Deployment Guidelines
Deployments must be predictable, reversible, and low-risk. A deployment is not just pushing code—it is altering a live system used by real people. Treat it with respect.
When NOT to Deploy
As a general rule, deployments should not be attempted:
- After 4pm on any day
- On a Friday
- Before or during bank holidays
- When the person deploying cannot remain available for at least one hour post-deployment
Exceptions may be made for critical issues where the cost of delay exceeds the risk of the deployment.
Live Data
Before automatically or manually changing live data:
- A suitable backup must be identified or created
- Recovery steps must be understood before changes begin
- Both files and databases are considered data and must be protected
- Never assume backups exist—verify them
If you cannot roll back, you cannot deploy.
Pre-Deployment Checklist
The person deploying must confirm:
- The work has passed QA and meets the Definition of Done
- The PR has been approved and merged into the correct branch
- Environment variables, secrets, and configuration values are correct
- All migrations have been reviewed and tested on a staging environment
- Feature flags (if used) are in the desired state
- No unplanned changes or pending commits remain
If any item is unclear, stop.
Migrations & Schema Changes
If the deployment includes database schema or data migrations:
- Ensure the migration is idempotent (safe to run more than once)
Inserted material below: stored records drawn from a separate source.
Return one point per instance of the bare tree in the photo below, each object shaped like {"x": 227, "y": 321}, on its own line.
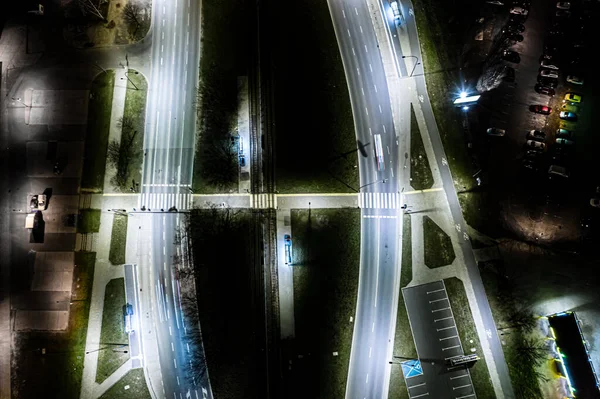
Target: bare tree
{"x": 92, "y": 7}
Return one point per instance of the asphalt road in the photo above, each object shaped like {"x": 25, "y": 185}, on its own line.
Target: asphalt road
{"x": 167, "y": 176}
{"x": 369, "y": 368}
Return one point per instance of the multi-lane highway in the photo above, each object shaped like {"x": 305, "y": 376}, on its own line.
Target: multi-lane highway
{"x": 167, "y": 178}
{"x": 368, "y": 374}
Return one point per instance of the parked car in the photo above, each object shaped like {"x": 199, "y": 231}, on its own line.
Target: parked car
{"x": 549, "y": 82}
{"x": 568, "y": 116}
{"x": 540, "y": 109}
{"x": 536, "y": 145}
{"x": 511, "y": 56}
{"x": 544, "y": 90}
{"x": 576, "y": 80}
{"x": 569, "y": 107}
{"x": 549, "y": 73}
{"x": 519, "y": 11}
{"x": 564, "y": 133}
{"x": 572, "y": 98}
{"x": 494, "y": 131}
{"x": 536, "y": 135}
{"x": 562, "y": 141}
{"x": 549, "y": 64}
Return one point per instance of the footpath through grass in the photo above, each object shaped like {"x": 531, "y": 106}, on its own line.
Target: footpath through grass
{"x": 468, "y": 336}
{"x": 227, "y": 306}
{"x": 326, "y": 268}
{"x": 118, "y": 240}
{"x": 314, "y": 123}
{"x": 89, "y": 221}
{"x": 59, "y": 370}
{"x": 136, "y": 387}
{"x": 113, "y": 339}
{"x": 225, "y": 45}
{"x": 96, "y": 138}
{"x": 404, "y": 344}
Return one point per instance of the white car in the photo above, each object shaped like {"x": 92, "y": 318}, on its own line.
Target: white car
{"x": 536, "y": 145}
{"x": 549, "y": 73}
{"x": 519, "y": 11}
{"x": 549, "y": 64}
{"x": 576, "y": 80}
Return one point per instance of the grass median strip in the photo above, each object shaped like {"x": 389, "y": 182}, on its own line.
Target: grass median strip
{"x": 420, "y": 172}
{"x": 96, "y": 138}
{"x": 89, "y": 221}
{"x": 132, "y": 385}
{"x": 468, "y": 337}
{"x": 58, "y": 370}
{"x": 437, "y": 244}
{"x": 326, "y": 245}
{"x": 113, "y": 339}
{"x": 404, "y": 344}
{"x": 118, "y": 240}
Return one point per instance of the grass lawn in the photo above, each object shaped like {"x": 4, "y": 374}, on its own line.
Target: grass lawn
{"x": 438, "y": 245}
{"x": 404, "y": 344}
{"x": 58, "y": 371}
{"x": 228, "y": 308}
{"x": 135, "y": 109}
{"x": 136, "y": 383}
{"x": 226, "y": 40}
{"x": 326, "y": 259}
{"x": 420, "y": 172}
{"x": 118, "y": 240}
{"x": 113, "y": 332}
{"x": 96, "y": 139}
{"x": 313, "y": 114}
{"x": 468, "y": 336}
{"x": 89, "y": 221}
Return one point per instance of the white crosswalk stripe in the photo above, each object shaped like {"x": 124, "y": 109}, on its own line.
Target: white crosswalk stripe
{"x": 164, "y": 201}
{"x": 263, "y": 201}
{"x": 379, "y": 200}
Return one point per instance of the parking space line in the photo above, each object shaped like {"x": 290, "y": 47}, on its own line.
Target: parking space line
{"x": 431, "y": 292}
{"x": 451, "y": 347}
{"x": 462, "y": 386}
{"x": 454, "y": 336}
{"x": 437, "y": 300}
{"x": 418, "y": 385}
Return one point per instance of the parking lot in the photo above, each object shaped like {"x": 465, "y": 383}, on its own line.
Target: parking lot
{"x": 436, "y": 340}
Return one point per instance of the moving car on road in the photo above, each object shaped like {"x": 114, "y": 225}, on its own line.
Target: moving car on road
{"x": 540, "y": 109}
{"x": 568, "y": 116}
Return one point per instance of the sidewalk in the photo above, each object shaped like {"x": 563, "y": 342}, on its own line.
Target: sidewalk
{"x": 118, "y": 108}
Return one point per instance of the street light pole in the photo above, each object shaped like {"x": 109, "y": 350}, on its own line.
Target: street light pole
{"x": 376, "y": 181}
{"x": 416, "y": 63}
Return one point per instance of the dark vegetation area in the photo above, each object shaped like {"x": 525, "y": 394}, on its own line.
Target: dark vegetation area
{"x": 315, "y": 138}
{"x": 224, "y": 58}
{"x": 223, "y": 247}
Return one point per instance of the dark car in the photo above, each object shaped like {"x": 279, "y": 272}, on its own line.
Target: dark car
{"x": 548, "y": 82}
{"x": 511, "y": 56}
{"x": 544, "y": 90}
{"x": 540, "y": 109}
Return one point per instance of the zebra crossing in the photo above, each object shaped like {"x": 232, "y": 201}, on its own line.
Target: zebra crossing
{"x": 164, "y": 201}
{"x": 263, "y": 201}
{"x": 379, "y": 200}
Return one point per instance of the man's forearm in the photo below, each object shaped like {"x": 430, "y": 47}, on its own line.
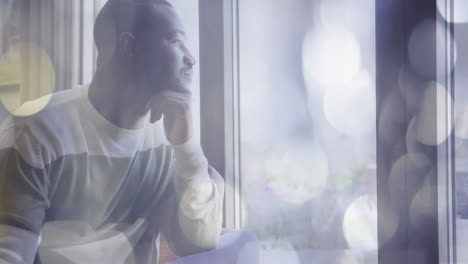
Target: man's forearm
{"x": 200, "y": 192}
{"x": 17, "y": 246}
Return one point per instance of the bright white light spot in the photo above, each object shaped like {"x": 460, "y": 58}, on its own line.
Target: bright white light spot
{"x": 421, "y": 52}
{"x": 351, "y": 108}
{"x": 26, "y": 73}
{"x": 434, "y": 105}
{"x": 460, "y": 11}
{"x": 461, "y": 121}
{"x": 360, "y": 224}
{"x": 330, "y": 56}
{"x": 298, "y": 174}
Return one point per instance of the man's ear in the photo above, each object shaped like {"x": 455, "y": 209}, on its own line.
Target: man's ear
{"x": 127, "y": 45}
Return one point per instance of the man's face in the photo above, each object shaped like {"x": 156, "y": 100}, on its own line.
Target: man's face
{"x": 166, "y": 60}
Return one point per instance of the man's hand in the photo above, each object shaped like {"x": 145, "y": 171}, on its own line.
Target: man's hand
{"x": 177, "y": 110}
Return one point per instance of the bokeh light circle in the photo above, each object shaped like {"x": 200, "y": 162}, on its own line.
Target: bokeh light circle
{"x": 460, "y": 11}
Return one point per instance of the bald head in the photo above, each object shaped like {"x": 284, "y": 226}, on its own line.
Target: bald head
{"x": 119, "y": 16}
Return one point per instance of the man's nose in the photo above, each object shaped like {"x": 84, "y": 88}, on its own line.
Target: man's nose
{"x": 189, "y": 59}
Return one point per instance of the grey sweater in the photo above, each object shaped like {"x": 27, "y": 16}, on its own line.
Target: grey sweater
{"x": 74, "y": 188}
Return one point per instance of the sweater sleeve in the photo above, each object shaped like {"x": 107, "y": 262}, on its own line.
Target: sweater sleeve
{"x": 192, "y": 207}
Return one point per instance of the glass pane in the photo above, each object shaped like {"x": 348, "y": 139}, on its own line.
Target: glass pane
{"x": 460, "y": 71}
{"x": 308, "y": 135}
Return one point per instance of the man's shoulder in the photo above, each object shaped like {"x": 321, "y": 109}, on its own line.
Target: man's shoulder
{"x": 41, "y": 125}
- Confirm the migration time will not exceed acceptable outage windows
- Validate foreign key relationships and indexing are correct
- Have a rollback or reversible strategy (down script, snapshot, or plan)
Data changes are the most dangerous changes.
Staging First
All deployments must go through staging unless:
- The fix is a trivial UI change, or
- A critical bug requires direct hotfixing
Staging verifies:
- Code runs in a production-like environment
- Configuration changes behave as expected
- Migrations do not destroy or corrupt data
If staging breaks, production will break louder.
Monitoring & Verification
After deployment:
- Check application logs for errors or warnings
- Verify key user flows (login, checkout, form submissions)
- Confirm integrations are communicating correctly (payments, search, ERP, etc.)
- Keep an eye on performance metrics where available
Deployment is not finished until the system is verified healthy.
Rollback Plan
Before deploying, know how to undo it:
- Backup restore instructions
- Database snapshot or rollback script
- Code revert process
- Who must be notified if rollback is required
If you couldn’t revert within 10 minutes, you didn’t plan well enough.
Communication
For deployments that affect users or client operations:
- Notify stakeholders if downtime or degraded performance is expected
- Confirm who is available if something goes wrong
- Document the deployment outcome and any anomalies
Silence creates panic; clarity creates trust.
Definition of a Safe Deployment
A deployment is considered safe when:
It can be completed without surprises, verified without uncertainty, and reversed without drama.
If any of those conditions fail, postpone the deployment.